Discussion on disability issues at the White House

At the White House -- Advocates for those with disabilities met at the White House July 10 to discuss policy directions for consideration by the Obama administration.

Photographed in the Eisenhower Executive Office Building, next to the West Wing, are (from left): Patricia Leahy, director of governmental affairs for the National Rehabilitation Association; Carl R. Flowers, associate professor in Southern Illinois University Carbondale’s Rehabilitation Institute and association past president; Stacia L. Robertson, Rehabilitation Institute associate professor and president of the National Association of Multicultural Rehabilitation Concerns; presidential adviser Kareem Dale; Rita Martin, director of policy, research and membership services for the Council of State Administrators of Vocational Rehabilitation; Carl Suter, the council’s executive director; and Beverlee Stafford, executive director of the rehabilitation association. (Photo provided)

July 17, 2009

Experts discuss disability issues at White House

by K.C. Jaehnig

CARBONDALE, Ill. -- Two experts from Southern Illinois University Carbondale’s Rehabilitation Institute met July 10 at the White House with presidential adviser Kareem Dale to talk about issues affecting people with disabilities.

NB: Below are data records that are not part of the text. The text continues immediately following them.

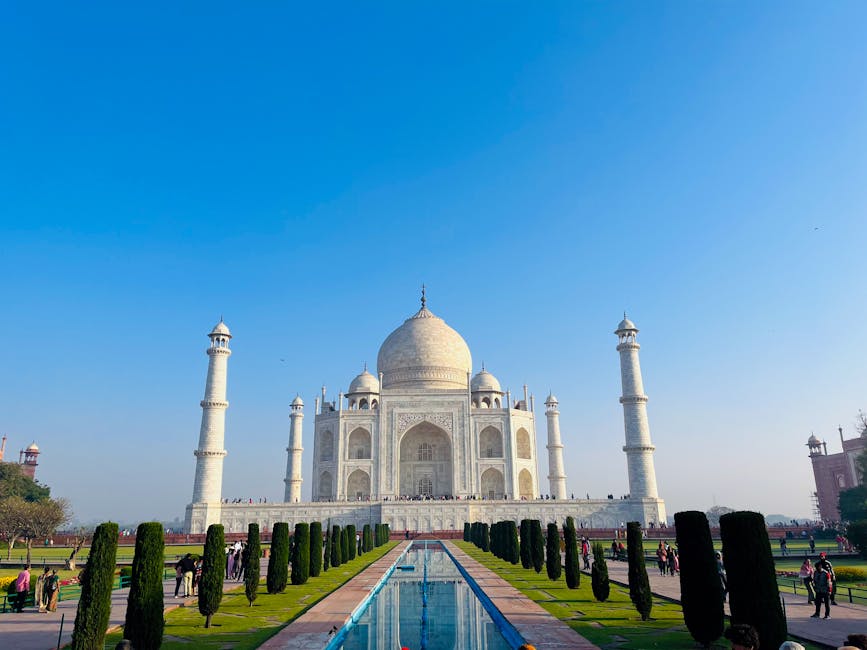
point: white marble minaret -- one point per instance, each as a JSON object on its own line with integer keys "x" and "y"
{"x": 293, "y": 462}
{"x": 638, "y": 448}
{"x": 556, "y": 471}
{"x": 207, "y": 488}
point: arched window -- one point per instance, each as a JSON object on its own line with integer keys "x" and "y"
{"x": 326, "y": 446}
{"x": 522, "y": 438}
{"x": 359, "y": 444}
{"x": 490, "y": 443}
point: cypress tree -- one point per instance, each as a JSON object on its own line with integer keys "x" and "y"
{"x": 513, "y": 550}
{"x": 573, "y": 573}
{"x": 351, "y": 543}
{"x": 526, "y": 547}
{"x": 538, "y": 545}
{"x": 144, "y": 621}
{"x": 326, "y": 562}
{"x": 700, "y": 586}
{"x": 344, "y": 545}
{"x": 97, "y": 580}
{"x": 301, "y": 554}
{"x": 639, "y": 585}
{"x": 754, "y": 597}
{"x": 251, "y": 563}
{"x": 335, "y": 546}
{"x": 315, "y": 548}
{"x": 278, "y": 565}
{"x": 599, "y": 574}
{"x": 552, "y": 561}
{"x": 213, "y": 572}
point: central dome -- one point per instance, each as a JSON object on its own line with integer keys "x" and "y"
{"x": 424, "y": 352}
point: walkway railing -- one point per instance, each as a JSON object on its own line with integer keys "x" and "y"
{"x": 68, "y": 592}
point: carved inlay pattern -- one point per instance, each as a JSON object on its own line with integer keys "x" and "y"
{"x": 407, "y": 420}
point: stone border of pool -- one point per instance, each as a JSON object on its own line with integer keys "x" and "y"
{"x": 314, "y": 629}
{"x": 532, "y": 622}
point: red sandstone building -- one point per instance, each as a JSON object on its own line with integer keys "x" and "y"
{"x": 834, "y": 472}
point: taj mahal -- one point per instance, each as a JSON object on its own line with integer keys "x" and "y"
{"x": 425, "y": 445}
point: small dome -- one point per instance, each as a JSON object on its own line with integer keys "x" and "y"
{"x": 485, "y": 381}
{"x": 221, "y": 328}
{"x": 364, "y": 383}
{"x": 424, "y": 352}
{"x": 626, "y": 325}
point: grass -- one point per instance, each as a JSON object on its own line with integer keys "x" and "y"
{"x": 237, "y": 625}
{"x": 611, "y": 625}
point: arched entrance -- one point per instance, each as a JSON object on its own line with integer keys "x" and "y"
{"x": 525, "y": 485}
{"x": 358, "y": 486}
{"x": 425, "y": 462}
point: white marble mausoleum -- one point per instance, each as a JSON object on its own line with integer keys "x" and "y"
{"x": 424, "y": 445}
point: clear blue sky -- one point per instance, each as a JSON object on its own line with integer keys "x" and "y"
{"x": 541, "y": 166}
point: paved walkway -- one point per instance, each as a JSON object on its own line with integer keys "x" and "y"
{"x": 31, "y": 630}
{"x": 314, "y": 628}
{"x": 845, "y": 618}
{"x": 533, "y": 623}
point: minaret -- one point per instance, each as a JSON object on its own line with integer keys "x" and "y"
{"x": 293, "y": 463}
{"x": 556, "y": 471}
{"x": 210, "y": 454}
{"x": 638, "y": 448}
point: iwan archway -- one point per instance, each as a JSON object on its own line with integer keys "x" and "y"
{"x": 425, "y": 464}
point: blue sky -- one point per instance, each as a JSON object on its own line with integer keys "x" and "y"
{"x": 540, "y": 167}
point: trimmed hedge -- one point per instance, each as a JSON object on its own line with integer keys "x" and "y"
{"x": 599, "y": 574}
{"x": 552, "y": 547}
{"x": 754, "y": 597}
{"x": 278, "y": 565}
{"x": 144, "y": 622}
{"x": 639, "y": 585}
{"x": 213, "y": 573}
{"x": 700, "y": 585}
{"x": 251, "y": 563}
{"x": 301, "y": 554}
{"x": 97, "y": 580}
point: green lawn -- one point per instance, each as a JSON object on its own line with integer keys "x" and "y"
{"x": 612, "y": 624}
{"x": 239, "y": 626}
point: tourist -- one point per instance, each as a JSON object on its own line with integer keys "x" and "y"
{"x": 52, "y": 590}
{"x": 661, "y": 559}
{"x": 743, "y": 637}
{"x": 806, "y": 575}
{"x": 823, "y": 559}
{"x": 858, "y": 641}
{"x": 822, "y": 585}
{"x": 187, "y": 567}
{"x": 39, "y": 596}
{"x": 179, "y": 578}
{"x": 22, "y": 588}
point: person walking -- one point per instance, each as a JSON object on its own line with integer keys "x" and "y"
{"x": 39, "y": 596}
{"x": 187, "y": 567}
{"x": 52, "y": 591}
{"x": 806, "y": 575}
{"x": 822, "y": 585}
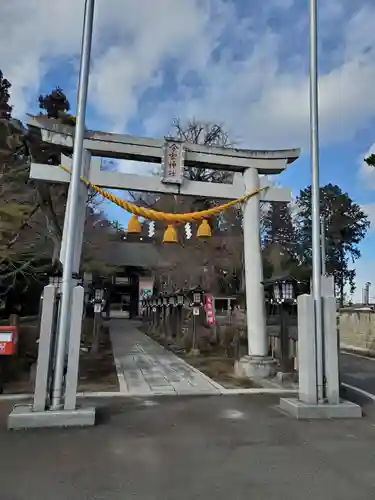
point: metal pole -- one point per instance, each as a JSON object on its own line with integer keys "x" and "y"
{"x": 323, "y": 246}
{"x": 315, "y": 201}
{"x": 64, "y": 321}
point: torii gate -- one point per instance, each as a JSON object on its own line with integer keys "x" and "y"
{"x": 249, "y": 167}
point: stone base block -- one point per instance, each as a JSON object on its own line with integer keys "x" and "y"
{"x": 302, "y": 411}
{"x": 23, "y": 417}
{"x": 193, "y": 353}
{"x": 255, "y": 367}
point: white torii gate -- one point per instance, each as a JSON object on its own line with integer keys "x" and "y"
{"x": 249, "y": 167}
{"x": 249, "y": 170}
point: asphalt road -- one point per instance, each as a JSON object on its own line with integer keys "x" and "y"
{"x": 358, "y": 371}
{"x": 209, "y": 448}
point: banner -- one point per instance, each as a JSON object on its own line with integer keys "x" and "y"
{"x": 209, "y": 308}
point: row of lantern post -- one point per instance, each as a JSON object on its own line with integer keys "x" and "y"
{"x": 163, "y": 312}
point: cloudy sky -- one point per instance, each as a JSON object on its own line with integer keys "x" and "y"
{"x": 239, "y": 62}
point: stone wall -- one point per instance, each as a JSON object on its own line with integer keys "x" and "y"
{"x": 357, "y": 330}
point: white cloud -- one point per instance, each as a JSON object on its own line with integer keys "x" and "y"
{"x": 251, "y": 65}
{"x": 366, "y": 172}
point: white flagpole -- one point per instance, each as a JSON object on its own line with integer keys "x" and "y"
{"x": 315, "y": 198}
{"x": 64, "y": 317}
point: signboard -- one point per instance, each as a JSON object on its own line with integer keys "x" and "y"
{"x": 122, "y": 280}
{"x": 8, "y": 340}
{"x": 210, "y": 312}
{"x": 173, "y": 161}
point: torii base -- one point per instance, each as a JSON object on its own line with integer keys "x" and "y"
{"x": 304, "y": 411}
{"x": 23, "y": 417}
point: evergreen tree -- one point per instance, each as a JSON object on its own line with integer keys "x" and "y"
{"x": 5, "y": 107}
{"x": 278, "y": 226}
{"x": 345, "y": 227}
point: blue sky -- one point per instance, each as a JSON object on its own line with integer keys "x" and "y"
{"x": 242, "y": 63}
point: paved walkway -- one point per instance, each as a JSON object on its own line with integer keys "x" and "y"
{"x": 216, "y": 448}
{"x": 145, "y": 368}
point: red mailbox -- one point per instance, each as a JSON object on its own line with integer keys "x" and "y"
{"x": 8, "y": 340}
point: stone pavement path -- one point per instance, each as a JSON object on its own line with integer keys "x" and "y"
{"x": 145, "y": 368}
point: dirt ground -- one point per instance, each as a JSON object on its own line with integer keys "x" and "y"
{"x": 97, "y": 372}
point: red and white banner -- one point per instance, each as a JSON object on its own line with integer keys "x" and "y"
{"x": 209, "y": 308}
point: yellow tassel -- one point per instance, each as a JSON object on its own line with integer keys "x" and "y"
{"x": 134, "y": 226}
{"x": 170, "y": 235}
{"x": 204, "y": 230}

At Dale’s invitation, Carl R. Flowers, past president of the National Rehabilitation Association, and Stacia L. Robertson, president of the National Association of Multicultural Rehabilitation Concerns, joined representatives of the rehabilitation association and the Council of State Administrators of Vocational Rehabilitation in providing background to be used in developing federal policy in this area.

The group emphasized the importance of keeping the public vocational rehabilitation program within the U.S. Department of Education rather than moving it to the labor department.

“The collective thinking is that individuals with disabilities will be lost within the Department of Labor, based on the fact that it is completely focused on employment,” Flowers said.

“Individuals with disabilities want to work and contribute to society, but there are other needs that must be addressed as part of the rehabilitation plan.”

The group also discussed the need for qualified rehabilitation professionals in state agencies and the value of being attuned to cultural differences.

“In some state employment agencies, the staff serving persons with disabilities are general employment personnel who are not familiar with the need for additional services,” Flowers said.

“In addition, the literature suggests that in the past, rehabilitation counselors have not always been sensitive to racial and ethnic backgrounds and so do not achieve the results they have with clients from other backgrounds.”

Robertson said she particularly wanted to focus on diversity and a credentialing process that emphasizes learning to deal with people from other cultures.

“As the NAMRC president, I have already contacted Dale’s office to follow up on that discussion and to supply him with information on the association,” she said.